Use EBS direct APIs to access the contents of an EBS snapshot - Amazon Elastic Compute Cloud
Services or capabilities described in Amazon Web Services documentation might vary by Region. To see the differences applicable to the China Regions, see Getting Started with Amazon Web Services in China.

Use EBS direct APIs to access the contents of an EBS snapshot

You can use the Amazon Elastic Block Store (Amazon EBS) direct APIs to create EBS snapshots, write data directly to your snapshots, read data on your snapshots, and identify the differences or changes between two snapshots. If you’re an independent software vendor (ISV) who offers backup services for Amazon EBS, the EBS direct APIs make it more efficient and cost-effective to track incremental changes on your EBS volumes through snapshots. This can be done without having to create new volumes from snapshots, and then use Amazon Elastic Compute Cloud (Amazon EC2) instances to compare the differences.

You can create incremental snapshots directly from data on-premises into EBS volumes and the cloud to use for quick disaster recovery. With the ability to write and read snapshots, you can write your on-premises data to an EBS snapshot during a disaster. Then after recovery, you can restore it back to Amazon or on-premises from the snapshot. You no longer need to build and maintain complex mechanisms to copy data to and from Amazon EBS.

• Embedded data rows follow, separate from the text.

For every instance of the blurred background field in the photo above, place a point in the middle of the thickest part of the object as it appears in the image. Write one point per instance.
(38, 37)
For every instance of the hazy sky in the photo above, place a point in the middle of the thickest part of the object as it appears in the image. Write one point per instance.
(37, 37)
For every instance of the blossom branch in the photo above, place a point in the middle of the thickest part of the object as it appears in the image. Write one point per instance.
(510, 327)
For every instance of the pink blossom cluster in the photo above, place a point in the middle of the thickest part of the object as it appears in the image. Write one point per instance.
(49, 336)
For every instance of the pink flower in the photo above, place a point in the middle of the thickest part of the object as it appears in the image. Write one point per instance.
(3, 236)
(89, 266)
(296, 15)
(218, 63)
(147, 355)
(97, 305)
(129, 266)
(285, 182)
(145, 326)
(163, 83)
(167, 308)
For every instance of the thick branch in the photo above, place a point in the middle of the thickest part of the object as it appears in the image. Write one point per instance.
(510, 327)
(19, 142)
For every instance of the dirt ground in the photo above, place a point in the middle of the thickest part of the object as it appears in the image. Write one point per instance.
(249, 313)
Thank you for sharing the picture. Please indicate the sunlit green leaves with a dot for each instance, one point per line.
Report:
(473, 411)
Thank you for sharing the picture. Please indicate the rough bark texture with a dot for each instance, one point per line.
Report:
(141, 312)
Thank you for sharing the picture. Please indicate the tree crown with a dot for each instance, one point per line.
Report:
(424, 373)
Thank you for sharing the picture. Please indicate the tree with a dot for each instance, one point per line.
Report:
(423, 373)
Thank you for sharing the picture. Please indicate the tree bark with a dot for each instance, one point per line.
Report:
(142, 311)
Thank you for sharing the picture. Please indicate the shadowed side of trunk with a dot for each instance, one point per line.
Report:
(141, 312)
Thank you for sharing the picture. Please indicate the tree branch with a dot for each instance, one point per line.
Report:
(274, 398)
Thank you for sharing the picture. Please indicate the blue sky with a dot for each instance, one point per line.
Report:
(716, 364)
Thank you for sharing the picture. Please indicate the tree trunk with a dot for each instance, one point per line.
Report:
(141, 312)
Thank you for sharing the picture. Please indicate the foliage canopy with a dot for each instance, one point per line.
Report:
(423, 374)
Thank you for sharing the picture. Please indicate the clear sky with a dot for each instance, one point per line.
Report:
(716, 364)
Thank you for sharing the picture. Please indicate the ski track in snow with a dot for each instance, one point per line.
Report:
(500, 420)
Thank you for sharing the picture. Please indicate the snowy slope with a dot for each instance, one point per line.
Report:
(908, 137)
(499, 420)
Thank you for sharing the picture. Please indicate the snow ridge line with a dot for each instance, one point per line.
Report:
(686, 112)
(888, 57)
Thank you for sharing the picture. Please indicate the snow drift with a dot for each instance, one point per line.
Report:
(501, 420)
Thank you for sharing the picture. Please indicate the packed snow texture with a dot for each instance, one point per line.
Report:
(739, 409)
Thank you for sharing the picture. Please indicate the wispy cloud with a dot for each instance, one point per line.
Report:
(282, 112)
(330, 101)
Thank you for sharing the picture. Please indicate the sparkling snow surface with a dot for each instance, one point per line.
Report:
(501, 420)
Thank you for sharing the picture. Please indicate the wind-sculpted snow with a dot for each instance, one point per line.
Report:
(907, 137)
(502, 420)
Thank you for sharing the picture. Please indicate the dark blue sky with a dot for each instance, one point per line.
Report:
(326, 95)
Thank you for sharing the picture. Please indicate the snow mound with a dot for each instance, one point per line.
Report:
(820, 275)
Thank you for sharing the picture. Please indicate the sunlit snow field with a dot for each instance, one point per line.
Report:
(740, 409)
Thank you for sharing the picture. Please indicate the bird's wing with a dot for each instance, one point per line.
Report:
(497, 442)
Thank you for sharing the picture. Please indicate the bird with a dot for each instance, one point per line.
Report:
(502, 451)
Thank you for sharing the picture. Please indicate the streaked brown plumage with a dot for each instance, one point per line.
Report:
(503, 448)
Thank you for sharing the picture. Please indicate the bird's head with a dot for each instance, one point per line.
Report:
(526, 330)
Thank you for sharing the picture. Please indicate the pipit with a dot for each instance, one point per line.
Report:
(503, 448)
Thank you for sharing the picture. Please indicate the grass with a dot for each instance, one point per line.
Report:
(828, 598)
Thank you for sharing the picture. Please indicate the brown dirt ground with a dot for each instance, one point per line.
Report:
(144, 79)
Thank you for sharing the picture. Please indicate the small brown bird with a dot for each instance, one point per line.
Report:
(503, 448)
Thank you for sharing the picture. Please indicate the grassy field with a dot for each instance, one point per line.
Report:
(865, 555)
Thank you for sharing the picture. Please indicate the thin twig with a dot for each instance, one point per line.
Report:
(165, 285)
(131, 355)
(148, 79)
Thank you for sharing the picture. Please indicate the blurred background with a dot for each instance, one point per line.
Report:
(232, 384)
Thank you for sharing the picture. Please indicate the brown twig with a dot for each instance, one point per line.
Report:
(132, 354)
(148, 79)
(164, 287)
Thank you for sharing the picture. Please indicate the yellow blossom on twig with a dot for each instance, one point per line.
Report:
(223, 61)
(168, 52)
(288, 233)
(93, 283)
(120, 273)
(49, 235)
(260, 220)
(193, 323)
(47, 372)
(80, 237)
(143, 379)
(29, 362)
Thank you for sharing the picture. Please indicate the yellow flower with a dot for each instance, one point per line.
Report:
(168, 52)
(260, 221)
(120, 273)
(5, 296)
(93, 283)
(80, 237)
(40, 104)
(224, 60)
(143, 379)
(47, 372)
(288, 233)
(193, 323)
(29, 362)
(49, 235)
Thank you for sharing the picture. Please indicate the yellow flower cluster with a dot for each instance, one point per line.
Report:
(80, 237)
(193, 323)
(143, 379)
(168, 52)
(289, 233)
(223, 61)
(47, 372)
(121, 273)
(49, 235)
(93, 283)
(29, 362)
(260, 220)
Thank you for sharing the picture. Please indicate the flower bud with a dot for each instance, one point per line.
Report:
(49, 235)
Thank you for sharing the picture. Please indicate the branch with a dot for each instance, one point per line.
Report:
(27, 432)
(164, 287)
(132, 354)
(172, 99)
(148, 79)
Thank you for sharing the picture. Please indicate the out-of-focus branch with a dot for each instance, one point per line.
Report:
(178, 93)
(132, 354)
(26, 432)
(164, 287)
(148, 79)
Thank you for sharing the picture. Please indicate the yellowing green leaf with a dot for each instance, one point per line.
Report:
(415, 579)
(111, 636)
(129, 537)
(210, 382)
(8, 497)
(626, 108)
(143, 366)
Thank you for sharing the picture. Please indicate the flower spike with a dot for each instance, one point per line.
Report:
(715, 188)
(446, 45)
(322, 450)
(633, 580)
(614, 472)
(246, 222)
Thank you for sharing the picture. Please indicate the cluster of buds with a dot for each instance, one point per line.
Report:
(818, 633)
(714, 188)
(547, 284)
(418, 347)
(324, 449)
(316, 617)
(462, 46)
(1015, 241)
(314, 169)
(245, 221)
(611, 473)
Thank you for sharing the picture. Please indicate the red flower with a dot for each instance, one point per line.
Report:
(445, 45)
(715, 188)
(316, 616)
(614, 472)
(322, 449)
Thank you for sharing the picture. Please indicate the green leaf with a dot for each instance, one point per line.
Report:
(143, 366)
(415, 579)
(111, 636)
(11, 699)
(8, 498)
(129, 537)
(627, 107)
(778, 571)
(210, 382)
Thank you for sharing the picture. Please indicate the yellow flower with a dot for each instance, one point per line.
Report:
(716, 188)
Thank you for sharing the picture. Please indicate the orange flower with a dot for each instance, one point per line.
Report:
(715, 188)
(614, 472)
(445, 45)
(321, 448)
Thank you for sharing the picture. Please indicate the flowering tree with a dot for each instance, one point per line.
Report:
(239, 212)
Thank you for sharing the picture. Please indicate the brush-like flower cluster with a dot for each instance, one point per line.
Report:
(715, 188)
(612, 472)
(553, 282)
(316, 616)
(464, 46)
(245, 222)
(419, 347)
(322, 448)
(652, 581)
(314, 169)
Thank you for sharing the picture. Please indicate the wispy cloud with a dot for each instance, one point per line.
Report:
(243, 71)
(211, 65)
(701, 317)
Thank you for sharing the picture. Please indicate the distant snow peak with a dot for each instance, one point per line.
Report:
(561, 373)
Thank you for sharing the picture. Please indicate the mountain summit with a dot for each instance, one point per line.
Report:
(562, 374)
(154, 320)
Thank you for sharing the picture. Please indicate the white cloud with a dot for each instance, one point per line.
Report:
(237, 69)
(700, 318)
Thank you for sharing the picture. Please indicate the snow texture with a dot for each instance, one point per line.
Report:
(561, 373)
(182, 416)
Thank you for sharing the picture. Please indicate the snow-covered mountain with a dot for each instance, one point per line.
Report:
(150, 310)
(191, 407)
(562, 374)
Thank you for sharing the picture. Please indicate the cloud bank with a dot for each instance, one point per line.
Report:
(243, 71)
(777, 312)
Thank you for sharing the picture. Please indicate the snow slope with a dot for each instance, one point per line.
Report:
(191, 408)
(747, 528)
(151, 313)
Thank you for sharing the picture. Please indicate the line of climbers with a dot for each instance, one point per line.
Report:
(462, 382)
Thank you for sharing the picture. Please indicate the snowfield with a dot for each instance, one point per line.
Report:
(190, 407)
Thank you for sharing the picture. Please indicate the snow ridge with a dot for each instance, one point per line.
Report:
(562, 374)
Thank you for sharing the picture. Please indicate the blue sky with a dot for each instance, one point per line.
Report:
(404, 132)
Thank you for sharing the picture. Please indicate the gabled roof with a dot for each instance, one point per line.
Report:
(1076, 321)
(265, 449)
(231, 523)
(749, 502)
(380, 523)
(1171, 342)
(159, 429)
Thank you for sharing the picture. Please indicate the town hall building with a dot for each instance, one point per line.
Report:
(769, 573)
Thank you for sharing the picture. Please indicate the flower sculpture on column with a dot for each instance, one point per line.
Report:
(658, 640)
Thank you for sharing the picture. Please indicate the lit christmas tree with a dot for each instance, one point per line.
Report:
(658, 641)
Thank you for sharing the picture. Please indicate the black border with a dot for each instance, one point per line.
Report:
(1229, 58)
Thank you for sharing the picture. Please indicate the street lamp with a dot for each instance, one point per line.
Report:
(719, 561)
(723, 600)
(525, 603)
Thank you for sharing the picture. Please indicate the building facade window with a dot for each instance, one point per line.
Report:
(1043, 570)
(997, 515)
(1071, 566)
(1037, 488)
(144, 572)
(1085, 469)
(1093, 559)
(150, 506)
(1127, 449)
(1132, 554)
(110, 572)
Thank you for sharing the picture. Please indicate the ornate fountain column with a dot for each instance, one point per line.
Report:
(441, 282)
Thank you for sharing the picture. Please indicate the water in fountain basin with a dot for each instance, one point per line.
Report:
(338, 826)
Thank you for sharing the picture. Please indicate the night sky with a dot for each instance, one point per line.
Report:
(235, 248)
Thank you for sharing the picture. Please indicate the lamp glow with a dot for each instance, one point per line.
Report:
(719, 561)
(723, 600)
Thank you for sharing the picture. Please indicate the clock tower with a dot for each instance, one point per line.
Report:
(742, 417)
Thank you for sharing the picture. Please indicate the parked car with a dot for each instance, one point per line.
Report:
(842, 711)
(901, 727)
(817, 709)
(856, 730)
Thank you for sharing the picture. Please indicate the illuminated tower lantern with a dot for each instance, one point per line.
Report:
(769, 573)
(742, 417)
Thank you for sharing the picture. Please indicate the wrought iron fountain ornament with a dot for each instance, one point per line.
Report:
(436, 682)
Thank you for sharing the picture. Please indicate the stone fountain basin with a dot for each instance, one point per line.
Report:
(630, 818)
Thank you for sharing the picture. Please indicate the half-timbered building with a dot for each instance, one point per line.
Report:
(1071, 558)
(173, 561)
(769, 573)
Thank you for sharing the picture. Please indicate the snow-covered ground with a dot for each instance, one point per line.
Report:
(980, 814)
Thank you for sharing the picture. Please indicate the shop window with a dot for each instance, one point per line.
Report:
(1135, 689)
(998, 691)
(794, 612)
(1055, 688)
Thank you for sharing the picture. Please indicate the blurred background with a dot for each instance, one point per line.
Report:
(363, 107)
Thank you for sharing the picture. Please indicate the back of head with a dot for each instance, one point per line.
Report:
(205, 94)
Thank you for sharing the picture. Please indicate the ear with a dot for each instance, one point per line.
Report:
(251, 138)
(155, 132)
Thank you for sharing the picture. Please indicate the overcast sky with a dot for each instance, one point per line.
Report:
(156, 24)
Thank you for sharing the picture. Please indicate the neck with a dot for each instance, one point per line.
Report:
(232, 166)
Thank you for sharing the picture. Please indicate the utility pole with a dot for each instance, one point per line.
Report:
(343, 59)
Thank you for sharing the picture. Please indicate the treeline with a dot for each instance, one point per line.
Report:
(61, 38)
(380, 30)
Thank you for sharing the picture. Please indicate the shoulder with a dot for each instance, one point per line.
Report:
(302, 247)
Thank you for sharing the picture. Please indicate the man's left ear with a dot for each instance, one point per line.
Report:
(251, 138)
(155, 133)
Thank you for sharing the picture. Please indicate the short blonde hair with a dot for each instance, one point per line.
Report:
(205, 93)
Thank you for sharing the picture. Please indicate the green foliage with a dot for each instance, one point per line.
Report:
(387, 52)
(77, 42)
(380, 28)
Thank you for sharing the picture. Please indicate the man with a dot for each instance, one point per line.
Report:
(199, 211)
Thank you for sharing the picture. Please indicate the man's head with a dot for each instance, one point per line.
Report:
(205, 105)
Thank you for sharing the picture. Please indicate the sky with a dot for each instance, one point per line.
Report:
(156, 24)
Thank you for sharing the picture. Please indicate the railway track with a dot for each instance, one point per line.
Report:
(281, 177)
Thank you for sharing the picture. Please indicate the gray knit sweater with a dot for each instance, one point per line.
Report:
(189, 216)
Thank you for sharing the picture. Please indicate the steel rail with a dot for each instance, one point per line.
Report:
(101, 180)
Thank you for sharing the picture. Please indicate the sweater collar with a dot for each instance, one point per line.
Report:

This user guide provides an overview of the elements that make up the EBS direct APIs, and examples of how to use them effectively. For more information about the actions, data types, parameters, and errors of the APIs, see the EBS direct APIs reference. For more information about the supported Amazon Regions, endpoints, and service quotas for the EBS direct APIs, see Amazon EBS Endpoints and Quotas in the Amazon General Reference.

Understand the EBS direct APIs

The following are the key elements that you should understand before getting started with the EBS direct APIs.

Snapshots

Snapshots are the primary means to back up data from your EBS volumes. With the EBS direct APIs, you can also back up data from your on-premises disks to snapshots. To save storage costs, successive snapshots are incremental, containing only the volume data that changed since the previous snapshot. For more information, see Amazon EBS snapshots.

Note

Public snapshots are not supported by the EBS direct APIs.

Blocks

A block is a fragment of data within a snapshot. Each snapshot can contain thousands of blocks. All blocks in a snapshot are of a fixed size.

Block indexes

A block index is the offset position of a block within a snapshot, and it is used to identify the block. Multiply the BlockIndex value with the BlockSize value (BlockIndex * BlockSize) to identify the logical offset of the data in the logical volume.

Block tokens

A block token is the identifying hash of a block within a snapshot, and it is used to locate the block data. Block tokens returned by EBS direct APIs are temporary. They change on the expiry timestamp specified for them, or if you run another ListSnapshotBlocks or ListChangedBlocks request for the same snapshot.

Checksum

A checksum is a small-sized datum derived from a block of data for the purpose of detecting errors that were introduced during its transmission or storage. The EBS direct APIs use checksums to validate data integrity. When you read data from an EBS snapshot, the service provides Base64-encoded SHA256 checksums for each block of data transmitted, which you can use for validation. When you write data to an EBS snapshot, you must provide a Base64 encoded SHA256 checksum for each block of data transmitted. The service validates the data received using the checksum provided. For more information, see Use checksums later in this guide.

Encryption

Encryption protects your data by converting it into unreadable code that can be deciphered only by people who have access to the KMS key used to encrypt it. You can use the EBS direct APIs to read and write encrypted snapshots, but there are some limitations. For more information, see Use encryption later in this guide.

API actions

The EBS direct APIs consists of six actions. There are three read actions and three write actions. The read actions are:

  • ListSnapshotBlocks — returns the block indexes and block tokens of blocks in the specified snapshot

  • ListChangedBlocks — returns the block indexes and block tokens of blocks that are different between two specified snapshots of the same volume and snapshot lineage.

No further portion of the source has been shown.